Secondo la Cassazione, dunque, la prova del danno patrimoniale da perdita di chance lavorative dovrà sostanziarsi:

– nella dimostrazione della esistenza e della apprezzabile consistenza di tale possibilità perduta, da valutarsi non in termini di certezza, ma di apprezzabile probabilità. Nella pronuncia viene sottolineato che tale prova può essere data con ogni mezzo, e quindi anche a mezzo di presunzioni;

– nell’accertamento del nesso causale tra la condotta colpevole e l’evento di danno: nella specie, le possibilità lavorative perdute a causa delle condizioni fisiche permanenti, estetiche e funzionali, della persona della danneggiata, con recisione delle concrete possibilità di affermazione nel campo prescelto.

Pertanto, a parere degli Ermellini, il soggetto che agisce per ottenere il risarcimento del danno da perdita di chance di futuro guadagno è tenuto ad allegare e provare l’esistenza dei suoi elementi costitutivi, ossia di una plausibile occasione perduta, del possibile vantaggio perso e del correlato nesso causale, fornendo la relativa prova pure mediante presunzioni, ed eventualmente ricorrendo anche ad un calcolo di probabilità.

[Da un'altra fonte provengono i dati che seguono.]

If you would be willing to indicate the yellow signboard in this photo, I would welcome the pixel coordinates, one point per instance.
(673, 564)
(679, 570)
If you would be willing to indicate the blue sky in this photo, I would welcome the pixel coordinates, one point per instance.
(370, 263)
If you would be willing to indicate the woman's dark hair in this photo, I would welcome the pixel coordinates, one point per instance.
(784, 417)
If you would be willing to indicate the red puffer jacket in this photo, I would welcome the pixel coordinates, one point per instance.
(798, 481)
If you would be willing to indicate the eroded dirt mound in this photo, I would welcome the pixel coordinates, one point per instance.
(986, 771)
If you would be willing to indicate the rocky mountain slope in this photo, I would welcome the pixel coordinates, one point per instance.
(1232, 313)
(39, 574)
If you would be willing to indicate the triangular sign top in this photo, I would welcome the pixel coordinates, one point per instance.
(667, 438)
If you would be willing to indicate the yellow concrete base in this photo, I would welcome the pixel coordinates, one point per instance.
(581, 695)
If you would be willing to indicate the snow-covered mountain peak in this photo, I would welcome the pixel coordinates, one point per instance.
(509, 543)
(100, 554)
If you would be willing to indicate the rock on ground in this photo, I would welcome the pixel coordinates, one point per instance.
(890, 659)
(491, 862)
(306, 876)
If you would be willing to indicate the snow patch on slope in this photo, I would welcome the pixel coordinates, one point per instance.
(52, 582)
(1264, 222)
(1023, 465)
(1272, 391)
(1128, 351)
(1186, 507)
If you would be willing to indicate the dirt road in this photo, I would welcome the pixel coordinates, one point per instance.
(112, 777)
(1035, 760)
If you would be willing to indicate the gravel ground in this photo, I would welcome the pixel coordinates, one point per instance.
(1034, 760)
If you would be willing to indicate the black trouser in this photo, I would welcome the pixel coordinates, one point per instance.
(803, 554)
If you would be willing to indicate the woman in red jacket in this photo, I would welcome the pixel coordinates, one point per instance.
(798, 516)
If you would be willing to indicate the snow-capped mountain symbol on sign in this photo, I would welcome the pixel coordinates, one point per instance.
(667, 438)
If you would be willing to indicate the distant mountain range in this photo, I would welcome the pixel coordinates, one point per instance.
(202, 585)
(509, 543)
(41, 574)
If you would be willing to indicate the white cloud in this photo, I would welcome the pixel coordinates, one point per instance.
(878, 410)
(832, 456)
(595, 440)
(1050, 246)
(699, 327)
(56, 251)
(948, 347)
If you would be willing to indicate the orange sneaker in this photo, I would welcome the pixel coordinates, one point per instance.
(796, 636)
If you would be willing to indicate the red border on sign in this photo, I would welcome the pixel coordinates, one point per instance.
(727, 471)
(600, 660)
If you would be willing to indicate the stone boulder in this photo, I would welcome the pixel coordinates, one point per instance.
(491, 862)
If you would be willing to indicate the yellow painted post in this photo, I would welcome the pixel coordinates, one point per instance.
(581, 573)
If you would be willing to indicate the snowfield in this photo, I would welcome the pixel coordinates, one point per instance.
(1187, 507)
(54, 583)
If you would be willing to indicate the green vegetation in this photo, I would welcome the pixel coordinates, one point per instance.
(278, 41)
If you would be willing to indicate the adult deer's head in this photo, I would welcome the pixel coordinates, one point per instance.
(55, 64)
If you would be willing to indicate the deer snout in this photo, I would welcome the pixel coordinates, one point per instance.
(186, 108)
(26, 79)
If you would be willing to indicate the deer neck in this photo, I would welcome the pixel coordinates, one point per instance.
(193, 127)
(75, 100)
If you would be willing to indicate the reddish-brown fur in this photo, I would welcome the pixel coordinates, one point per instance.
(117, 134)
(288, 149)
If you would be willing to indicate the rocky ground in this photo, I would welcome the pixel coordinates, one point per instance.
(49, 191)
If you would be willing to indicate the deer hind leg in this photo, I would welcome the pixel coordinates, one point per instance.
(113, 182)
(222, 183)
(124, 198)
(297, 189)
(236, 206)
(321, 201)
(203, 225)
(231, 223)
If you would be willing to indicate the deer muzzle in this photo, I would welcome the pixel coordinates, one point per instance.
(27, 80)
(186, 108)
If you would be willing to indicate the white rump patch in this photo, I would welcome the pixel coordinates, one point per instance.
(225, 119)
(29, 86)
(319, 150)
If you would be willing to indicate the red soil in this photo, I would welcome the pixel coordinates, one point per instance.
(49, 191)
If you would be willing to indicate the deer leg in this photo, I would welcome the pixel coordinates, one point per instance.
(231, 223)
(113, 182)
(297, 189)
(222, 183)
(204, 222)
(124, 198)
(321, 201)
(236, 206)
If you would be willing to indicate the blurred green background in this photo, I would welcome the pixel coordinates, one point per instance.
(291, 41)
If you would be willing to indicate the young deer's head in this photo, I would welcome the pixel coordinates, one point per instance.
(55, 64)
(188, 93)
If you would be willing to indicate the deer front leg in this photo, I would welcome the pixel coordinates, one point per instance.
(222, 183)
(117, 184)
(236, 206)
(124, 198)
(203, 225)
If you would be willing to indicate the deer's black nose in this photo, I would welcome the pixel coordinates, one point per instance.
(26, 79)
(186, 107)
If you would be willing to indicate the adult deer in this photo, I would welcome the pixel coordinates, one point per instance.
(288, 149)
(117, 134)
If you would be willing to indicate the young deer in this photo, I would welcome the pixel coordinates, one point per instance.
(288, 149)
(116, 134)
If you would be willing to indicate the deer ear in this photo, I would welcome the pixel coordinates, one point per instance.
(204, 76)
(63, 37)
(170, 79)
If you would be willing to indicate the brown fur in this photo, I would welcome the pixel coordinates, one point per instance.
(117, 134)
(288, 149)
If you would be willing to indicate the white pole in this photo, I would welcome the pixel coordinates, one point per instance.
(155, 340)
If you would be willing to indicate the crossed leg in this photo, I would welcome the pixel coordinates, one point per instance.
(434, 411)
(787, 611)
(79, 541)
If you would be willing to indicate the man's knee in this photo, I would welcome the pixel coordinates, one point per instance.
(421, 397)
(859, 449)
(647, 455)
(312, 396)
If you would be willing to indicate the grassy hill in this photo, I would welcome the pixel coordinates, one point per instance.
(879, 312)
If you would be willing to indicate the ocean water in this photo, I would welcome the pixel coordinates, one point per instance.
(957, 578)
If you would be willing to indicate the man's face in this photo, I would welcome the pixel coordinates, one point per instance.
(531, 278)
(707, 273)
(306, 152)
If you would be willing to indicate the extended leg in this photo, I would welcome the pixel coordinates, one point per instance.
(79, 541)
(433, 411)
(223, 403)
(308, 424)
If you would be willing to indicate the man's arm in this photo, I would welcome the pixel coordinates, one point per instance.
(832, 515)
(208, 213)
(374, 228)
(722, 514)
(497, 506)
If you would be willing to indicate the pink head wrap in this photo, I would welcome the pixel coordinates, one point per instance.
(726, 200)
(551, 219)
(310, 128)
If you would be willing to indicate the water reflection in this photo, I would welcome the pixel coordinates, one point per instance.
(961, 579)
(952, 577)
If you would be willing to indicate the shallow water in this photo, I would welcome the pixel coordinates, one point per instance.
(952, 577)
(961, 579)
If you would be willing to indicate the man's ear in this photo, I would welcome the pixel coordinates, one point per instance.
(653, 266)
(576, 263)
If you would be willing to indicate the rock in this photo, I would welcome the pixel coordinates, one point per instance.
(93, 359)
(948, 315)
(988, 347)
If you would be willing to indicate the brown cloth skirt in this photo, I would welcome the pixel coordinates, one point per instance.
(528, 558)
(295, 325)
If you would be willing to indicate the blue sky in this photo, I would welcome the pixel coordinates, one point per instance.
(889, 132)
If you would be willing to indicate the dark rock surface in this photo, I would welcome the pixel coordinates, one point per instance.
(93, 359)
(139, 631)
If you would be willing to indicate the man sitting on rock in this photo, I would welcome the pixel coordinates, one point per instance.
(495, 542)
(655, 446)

In definitiva, secondo la Cassazione, il danno patrimoniale da perdita di chance di futuro guadagno consiste non nella perdita di un vantaggio, economico e/o non economico (ben potendo un danno perdita di chance legittimamente predicarsi anche su di un piano non patrimoniale, cfr. Cass. 7513/2018), certo ed attuale, ma nella perdita della concreta possibilità di conseguire un vantaggio sperato.

La Cassazione, dunque, ha cassato la sentenza impugnata rinviando la causa alla Corte d’Appello di Bologna in diversa composizione ritenendo che la stessa, nel rigettare la domanda dell’attrice, non si sia conformata ai principi su esposti e abbia ritenuto erroneamente che la valutazione in termini di danno risarcibile della chance debba essere compiuta col metro della certezza e non piuttosto con quello della possibilità qualificata secondo i canoni della apprezzabilità, serietà, consistenza.